Le mercredi 23 octobre 2024 à 19:38 +0000, Chuck Lever III a écrit :
> 
> 
> > On Oct 23, 2024, at 3:27 PM, Benoît Gschwind
> > <benoit.gschwind@xxxxxxxxxxxxxxxxx> wrote:
> > 
> > Hello,
> > 
> > I have a nfs server using debian 11 (Linux hostname 6.1.0-25-amd64
> > #1
> > SMP PREEMPT_DYNAMIC Debian 6.1.106-3 (2024-08-26) x86_64 GNU/Linux)
> > 
> > In some heavy workload some nfsd goes in D state and seems to never
> > leave this state. I did a python script to monitor how long a
> > process
> > stay in particular state and I use it to monitor nfsd state. I get
> > the
> > following result :
> > 
> > [...]
> > 178056 I (idle) 0:25:24.475 [nfsd]
> > 178057 I (idle) 0:25:24.475 [nfsd]
> > 178058 I (idle) 0:25:24.475 [nfsd]
> > 178059 I (idle) 0:25:24.475 [nfsd]
> > 178060 I (idle) 0:25:24.475 [nfsd]
> > 178061 I (idle) 0:25:24.475 [nfsd]
> > 178062 I (idle) 0:24:15.638 [nfsd]
> > 178063 I (idle) 0:24:13.488 [nfsd]
> > 178064 I (idle) 0:24:13.488 [nfsd]
> > 178065 I (idle) 0:00:00.000 [nfsd]
> > 178066 I (idle) 0:00:00.000 [nfsd]
> > 178067 I (idle) 0:00:00.000 [nfsd]
> > 178068 I (idle) 0:00:00.000 [nfsd]
> > 178069 S (sleeping) 0:00:02.147 [nfsd]

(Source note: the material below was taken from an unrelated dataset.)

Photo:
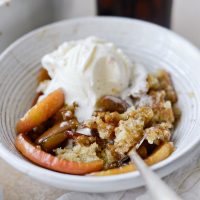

> > 178070 S (sleeping) 0:00:02.147 [nfsd]
> > 178071 S (sleeping) 0:00:02.147 [nfsd]
> > 178072 S (sleeping) 0:00:02.147 [nfsd]
> > 178073 S (sleeping) 0:00:02.147 [nfsd]
> > 178074 D (disk sleep) 1:29:25.809 [nfsd]
> > 178075 S (sleeping) 0:00:02.147 [nfsd]
> > 178076 S (sleeping) 0:00:02.147 [nfsd]
> > 178077 S (sleeping) 0:00:02.147 [nfsd]
> > 178078 S (sleeping) 0:00:02.147 [nfsd]
> > 178079 S (sleeping) 0:00:02.147 [nfsd]
> > 178080 D (disk sleep) 1:29:25.809 [nfsd]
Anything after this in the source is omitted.